The studies demonstrated the versatility of the framework and enabled exploration of the sensitivity to different settings, coupling modalities and geometries. As expected, changes in the DM, RP and coupling schemes illustrated a variation in RS over time, in turn affecting the ABM response. For example, combined small DM - fast RP led to similar ISR degrees as high DM - moderate RP (lumen area reduction of ∼13/17% vs. ∼30% without drug). The use of a patient-specific geometry with non-equally distributed struts resulted in a heterogeneous RS map, but did not remarkably impact the ABM response.
The application to a patient-specific geometry highlights the potential of the framework to address complex realistic scenarios and lays the foundations for future research, including calibration and validation on patient datasets and the investigation of the effects of different plaque composition on the arterial response to DES.

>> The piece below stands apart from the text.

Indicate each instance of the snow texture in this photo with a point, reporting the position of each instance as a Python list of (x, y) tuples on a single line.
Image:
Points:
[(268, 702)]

药物洗脱支架(DES)经皮冠状动脉介入治疗后的支架内再狭窄(ISR)仍然是一个未解决的问题,ISR 发生率高达 10%。DES 上使用抗增殖药物显著降低了 ISR。然而,我们对导致 ISR 的机械生物学过程的全面认识仍然缺乏。多尺度基于代理的建模框架,将连续体和基于代理的方法结合在一起,最近已成为破译不同时空尺度下驱动 ISR 的机械生物学事件的有前途的工具。然而,将复杂的药物模型与基于代理的 ISR 模型(ABM)相结合的研究还很少。本研究的目的是开发一种新的 DES 植入后 ISR 的多尺度基于代理的建模框架。
该框架由两个双向耦合模块组成,即(i)药物输送模块,通过连续体方法模拟药物输送,和(ii)组织重塑模块,通过 ABM 模拟细胞动力学。受体饱和度(RS)用于介导 ABM 中的细胞活动,定义为与药物饱和的靶受体的分数,因为 RS 被广泛认为是药物疗效的度量。进行了三项研究,以调查药物质量(DM)、药物释放曲线(RP)、耦合方案以及理想化和患者特异性动脉几何形状方面的不同情况。
这些研究展示了该框架的多功能性,并能够探索不同设置、耦合模式和几何形状的敏感性。正如预期的那样,DM、RP 和耦合方案的变化说明了 RS 随时间的变化,进而影响 ABM 的反应。例如,小 DM - 快速 RP 的组合导致与高 DM - 适度 RP 相似的 ISR 程度(无药物时约 13/17%与 30%的管腔面积减少)。使用具有非均匀分布支架的患者特异性几何形状导致 RS 图的不均匀性,但对 ABM 的反应没有显著影响。
该框架在患者特异性几何形状上的应用突出了该框架解决复杂现实场景的潜力,并为未来的研究奠定了基础,包括在患者数据集上进行校准和验证,以及研究不同斑块组成对动脉对 DES 反应的影响。